Now, student loans only really started in earnest in the United States about the mid 1980’s. Then they really took off through the 2000’s. The question is, well why do we have student loans and what’s going on here? It’s very interesting to realize that that’s when student loans really got going, in the mid ’80’s and then they started growing into the 1990’s and then past the year 2000, into their huge scope that we’ve been dealing with today. That was in lag against the trajectory of economic growth. The United States economy was in the doldrums in the 1970’s. The stagflation era of high unemployment, low economic growth, and high price inflation. Well after all that calmed down and you had tax cuts and a return to sound monetary and regulatory policy in the 1980’s, the economy just took off. Incredible economic growth, 4% per year for long stretches. Really for the whole decades of the 1980’s and 1990’s.
That’s when everyone started to recover the idea that we’re going to have a great economic future. Well geez. There are 40 million new jobs in two decades. Of course, my career’s going to turn out great. That’s when people started saying, “It’s okay if I take out a loan for college because my career is going to turn out great.” Then it started cascading and cascading and cascading. It took the peak of the economy in the year 2007 or 2008, for people to start to realize, “Hey, maybe the economy isn’t going to improve forever. We have a great recession.” That’s when we had the student loan crisis. Student loans lagged economic growth. Once economic growth came in, people started saying it’s okay if we take out loans.
Now what I have perceived today is that student loans are starting to peak. You see the rise of online education. Whatever you say about technology, the main reason that we have lots of students taking online classes these days is that they have decided to take jobs from nine in the morning to five o’clock in the afternoon because they’re saying, “I can’t take out those loans anymore.” That’s really what is driving online education today. That’s a perfectly healthy development. We need to see the student loan bubble popped.
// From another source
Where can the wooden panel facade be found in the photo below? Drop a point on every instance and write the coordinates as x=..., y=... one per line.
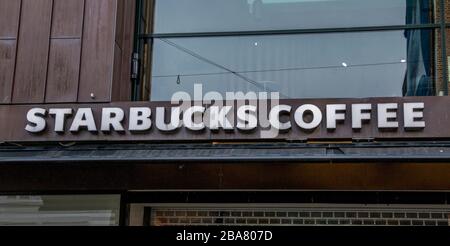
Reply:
x=121, y=90
x=62, y=51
In the future, what is most likely to happen is that this process will accelerate. That more and more people will strike against student loans in saying, “I simply cannot do it.” Take courses online. Come up with some other solution. Maybe even not go to college, but pursue alternative educational ventures. You start to see even now, the student loan aggregates sink and sink and sink.
The other thing we’re likely to see as this development ensues is not so much the full flowering of the so-called STEM fields, science, technology, engineering and mathematics, crucial as they are, but the rise if academia can handle it, once again of things like the English and history major. Because what business tells us today is that however difficult it is to hire technologically competent workers, it is most difficult to hire truly literate workers — workers who can actually write. That means they’re looking for the kind of skills that are taught by the traditional liberal arts faculties. The amazing this is, is that liberal arts faculties, supremely English departments in the United States, are such a nest of post modernists, they have no idea how to meet this incredible demand for students who are really literate. A great area of reform in academia coming up over the next few years is for the liberal arts faculties to figure out how to accept the real latent demand there is in higher education, so that we have a wonderful workforce of literate workers into the 21st century, who are good not only at writing, but at technology, as well.